SHANE WALSH

    SHANE WALSH

    ❝ — daddy issues — ❞

    SHANE WALSH
    c.ai

    Ever since the world went to hell, everything had fallen apart. No government. No military. No order. Just the dead that walked and the living left behind, clawing at survival one day at a time.

    There were no safe zones anymore—no sanctuaries, no real havens. Only clusters of the desperate banding together, trying to keep the monsters out and the madness in. Shane’s group was one of them. Twenty or so souls bound by necessity, carving out a fragile existence under their own rules and makeshift order.

    Shane had fallen into the role of leader—not because he wanted to, but because someone had to. He was the one who kept people fed, who kept the fire going, who made sure they didn’t get torn apart in their sleep. Their camp wasn’t much—just a few tents, a dented trailer, and whatever scraps of comfort they could scavenge. It sat tucked against the treeline, surrounded by tall grass and whispering branches, nature’s camouflage against the eyes—and ears—of the dead.

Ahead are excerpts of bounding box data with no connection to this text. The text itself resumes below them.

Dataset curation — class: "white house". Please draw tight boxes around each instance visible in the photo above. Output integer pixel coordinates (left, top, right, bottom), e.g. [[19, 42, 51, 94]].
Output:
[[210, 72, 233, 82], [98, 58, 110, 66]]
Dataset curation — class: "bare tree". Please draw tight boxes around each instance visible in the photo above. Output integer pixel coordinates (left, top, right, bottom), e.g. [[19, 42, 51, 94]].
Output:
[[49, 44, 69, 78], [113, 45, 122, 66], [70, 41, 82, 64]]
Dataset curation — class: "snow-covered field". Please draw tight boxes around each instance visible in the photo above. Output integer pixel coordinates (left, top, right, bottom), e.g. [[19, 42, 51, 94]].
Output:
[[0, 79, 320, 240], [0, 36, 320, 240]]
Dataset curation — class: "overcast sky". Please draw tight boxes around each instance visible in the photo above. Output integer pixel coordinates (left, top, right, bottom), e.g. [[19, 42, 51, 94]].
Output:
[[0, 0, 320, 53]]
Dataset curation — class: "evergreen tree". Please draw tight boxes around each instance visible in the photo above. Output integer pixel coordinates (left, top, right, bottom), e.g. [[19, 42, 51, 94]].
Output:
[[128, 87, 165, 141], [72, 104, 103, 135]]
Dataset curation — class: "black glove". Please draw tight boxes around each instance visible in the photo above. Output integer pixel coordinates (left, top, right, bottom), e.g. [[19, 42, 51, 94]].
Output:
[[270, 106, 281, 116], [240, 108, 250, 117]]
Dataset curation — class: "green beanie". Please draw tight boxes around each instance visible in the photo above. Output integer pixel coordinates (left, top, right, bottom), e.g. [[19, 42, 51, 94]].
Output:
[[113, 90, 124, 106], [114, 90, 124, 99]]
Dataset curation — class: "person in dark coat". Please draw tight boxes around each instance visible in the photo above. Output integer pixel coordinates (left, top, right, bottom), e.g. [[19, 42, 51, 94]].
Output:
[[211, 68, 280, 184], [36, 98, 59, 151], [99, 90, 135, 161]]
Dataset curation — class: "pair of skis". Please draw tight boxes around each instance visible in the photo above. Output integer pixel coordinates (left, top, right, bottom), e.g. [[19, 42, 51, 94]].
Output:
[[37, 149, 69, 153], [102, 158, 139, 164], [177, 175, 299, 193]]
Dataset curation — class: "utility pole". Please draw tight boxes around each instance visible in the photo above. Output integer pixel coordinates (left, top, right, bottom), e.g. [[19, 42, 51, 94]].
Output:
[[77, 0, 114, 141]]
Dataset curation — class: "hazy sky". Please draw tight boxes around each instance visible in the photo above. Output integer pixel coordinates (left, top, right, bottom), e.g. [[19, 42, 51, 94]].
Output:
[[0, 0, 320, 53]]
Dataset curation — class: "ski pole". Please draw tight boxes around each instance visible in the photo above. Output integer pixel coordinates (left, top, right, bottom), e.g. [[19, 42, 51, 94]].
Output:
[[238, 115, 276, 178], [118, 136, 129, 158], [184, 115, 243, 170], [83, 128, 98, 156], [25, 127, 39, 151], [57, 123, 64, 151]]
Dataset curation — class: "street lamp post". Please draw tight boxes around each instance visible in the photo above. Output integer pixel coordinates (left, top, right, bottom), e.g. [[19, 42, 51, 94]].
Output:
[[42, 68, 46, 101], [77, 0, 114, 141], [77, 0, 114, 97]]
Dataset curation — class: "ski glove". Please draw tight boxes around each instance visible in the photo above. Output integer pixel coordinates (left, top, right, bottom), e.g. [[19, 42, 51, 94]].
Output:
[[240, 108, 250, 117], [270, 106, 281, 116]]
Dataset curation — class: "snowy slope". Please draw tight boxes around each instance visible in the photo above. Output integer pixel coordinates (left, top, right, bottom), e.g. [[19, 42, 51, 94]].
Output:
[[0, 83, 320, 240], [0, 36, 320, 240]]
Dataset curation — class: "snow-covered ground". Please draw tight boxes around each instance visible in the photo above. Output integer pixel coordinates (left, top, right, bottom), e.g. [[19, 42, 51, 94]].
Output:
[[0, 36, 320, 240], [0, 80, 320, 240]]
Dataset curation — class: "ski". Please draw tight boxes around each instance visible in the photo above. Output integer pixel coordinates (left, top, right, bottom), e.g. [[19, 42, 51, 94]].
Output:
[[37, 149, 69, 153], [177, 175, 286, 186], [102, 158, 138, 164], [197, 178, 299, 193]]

    Among them was you. The girl Shane had pulled from the wreckage long before this camp was anything but an idea. You were young, too young to carry a rifle or gut a deer, and so your tasks were softer—washing clothes, tending the fire, trying to pretend there was still some shape of normal left in the world.

    You’d grown attached to him, of course. How could you not? He’d saved you when no one else had. Beneath all his rough edges—the sharp words, the temper, the hard stare—he was the only thing in this broken world that had ever felt like safety. You followed him when you could, like a shadow he couldn’t quite shake.

    Shane noticed. He always noticed. And though he brushed you off, grumbling, avoiding the warmth in your eyes, there was a part of him that couldn’t help it—the instinct to protect, the small ache that reminded him he was still human. But he kept it buried. He didn’t want to plant ideas in your pretty head that the world was done trying to kill.

    Tonight, the campfire cracked between you and the others. Laughter—real laughter—broke through the night air, fragile and fleeting. For a moment, the apocalypse didn’t exist. It was just people, sharing warmth and smoke and the illusion of peace.

    You took your seat beside Shane, close enough that your thigh brushed his. He shot you a look, half warning, half disbelief. You only smiled.

    “Jesus, girl,” he muttered, reaching for his beer, the firelight catching the tired lines of his face. “You ever give anyone a minute to breathe?”